En el sueño,
entro a la casa donde Hölderlin vivió sus últimos años, más de treinta, sumido
en la locura, y finalmente murió. Conozco el exterior sólo por fotos, pero
reconozco el interior como si alguna vez hubiera estado allí.
Desde una
ventana de la torre puedo ver el río Neckar, pero la imagen se parece más al
tramo que baña Heidelberg, donde sí estuve una vez, en la “realidad”. Me muevo
lentamente por el austero cuarto superior de la casa del carpintero Zimmer.

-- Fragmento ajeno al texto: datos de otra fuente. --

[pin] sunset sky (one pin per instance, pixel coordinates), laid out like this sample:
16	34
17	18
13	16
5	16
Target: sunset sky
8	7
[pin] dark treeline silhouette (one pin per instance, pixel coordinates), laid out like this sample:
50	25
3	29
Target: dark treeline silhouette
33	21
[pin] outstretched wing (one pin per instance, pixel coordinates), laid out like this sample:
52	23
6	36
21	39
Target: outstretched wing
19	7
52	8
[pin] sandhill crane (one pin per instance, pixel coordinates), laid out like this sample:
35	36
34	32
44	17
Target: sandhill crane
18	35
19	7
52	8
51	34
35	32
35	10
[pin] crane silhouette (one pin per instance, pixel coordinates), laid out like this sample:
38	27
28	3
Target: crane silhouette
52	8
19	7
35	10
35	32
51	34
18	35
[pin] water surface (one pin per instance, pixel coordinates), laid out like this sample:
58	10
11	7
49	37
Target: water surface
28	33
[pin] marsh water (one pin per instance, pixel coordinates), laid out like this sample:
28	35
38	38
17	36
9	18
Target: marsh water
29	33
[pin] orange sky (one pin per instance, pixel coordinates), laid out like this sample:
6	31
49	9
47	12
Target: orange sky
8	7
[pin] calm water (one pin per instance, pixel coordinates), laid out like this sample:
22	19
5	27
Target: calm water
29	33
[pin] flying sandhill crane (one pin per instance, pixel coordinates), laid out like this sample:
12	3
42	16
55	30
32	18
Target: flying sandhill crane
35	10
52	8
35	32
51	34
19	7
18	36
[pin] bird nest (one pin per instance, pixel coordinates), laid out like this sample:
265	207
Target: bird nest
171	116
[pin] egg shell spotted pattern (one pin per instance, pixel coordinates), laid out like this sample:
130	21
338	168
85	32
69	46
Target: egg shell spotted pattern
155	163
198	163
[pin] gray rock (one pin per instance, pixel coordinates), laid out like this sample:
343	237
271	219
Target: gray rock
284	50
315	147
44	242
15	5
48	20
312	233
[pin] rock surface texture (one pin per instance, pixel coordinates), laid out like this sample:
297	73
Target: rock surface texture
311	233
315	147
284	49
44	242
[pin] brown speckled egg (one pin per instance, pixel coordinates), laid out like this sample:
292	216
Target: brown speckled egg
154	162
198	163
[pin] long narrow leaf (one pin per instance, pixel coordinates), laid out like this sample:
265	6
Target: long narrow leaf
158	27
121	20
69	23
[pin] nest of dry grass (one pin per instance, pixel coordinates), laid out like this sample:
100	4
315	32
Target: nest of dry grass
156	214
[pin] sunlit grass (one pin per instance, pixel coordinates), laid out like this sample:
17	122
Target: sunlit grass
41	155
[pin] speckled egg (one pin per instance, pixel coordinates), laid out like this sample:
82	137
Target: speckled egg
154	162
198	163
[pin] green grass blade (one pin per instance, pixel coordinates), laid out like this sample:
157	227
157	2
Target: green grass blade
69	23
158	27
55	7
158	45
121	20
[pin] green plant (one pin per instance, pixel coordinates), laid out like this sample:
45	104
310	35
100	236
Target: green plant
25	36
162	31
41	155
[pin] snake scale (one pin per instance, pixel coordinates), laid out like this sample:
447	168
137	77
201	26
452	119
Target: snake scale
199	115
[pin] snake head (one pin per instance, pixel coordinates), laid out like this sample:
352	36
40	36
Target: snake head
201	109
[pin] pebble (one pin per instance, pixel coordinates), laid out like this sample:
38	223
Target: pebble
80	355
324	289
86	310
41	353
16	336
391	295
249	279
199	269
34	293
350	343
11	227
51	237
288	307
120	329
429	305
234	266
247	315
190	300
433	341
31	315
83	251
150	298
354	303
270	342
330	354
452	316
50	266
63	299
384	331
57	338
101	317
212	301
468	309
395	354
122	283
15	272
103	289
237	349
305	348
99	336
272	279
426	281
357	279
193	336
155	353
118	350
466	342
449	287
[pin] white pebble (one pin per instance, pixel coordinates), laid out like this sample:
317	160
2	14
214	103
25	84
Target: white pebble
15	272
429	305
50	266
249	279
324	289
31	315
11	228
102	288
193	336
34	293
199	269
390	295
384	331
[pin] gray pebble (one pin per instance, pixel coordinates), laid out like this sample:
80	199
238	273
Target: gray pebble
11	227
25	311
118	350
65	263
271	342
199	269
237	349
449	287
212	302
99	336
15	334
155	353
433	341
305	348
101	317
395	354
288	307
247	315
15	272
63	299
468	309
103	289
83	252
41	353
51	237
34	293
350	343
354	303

Estoy solo. Sin embargo, siento en todo momento la presencia, doblemente
fantasmal (sueño dentro de un sueño) del poeta loco. Tengo miedo, y al mismo
tiempo la certeza, levemente ominosa, de una revelación.
Algo me
lleva hacia una grieta en la pared. ¿Por qué nadie la notó antes?, me pregunto.
Rasco con las uñas y en seguida doy con un papel arrugado, amarillento. Por
supuesto, se trata de un poema. Yo apenas leo alemán, pero en el sueño entiendo
perfectamente lo que dice. Ahora, en cambio, cuando me creo despierto, sólo
recuerdo (o invento) algo sobre el fin de la primavera y el regreso de los
dioses. O quizás, ojalá, sea al revés.
(Publicado en el blog Químicamente impuro y en el libro Con trenes y otros 50 relatos y microrrelatos de viajes.)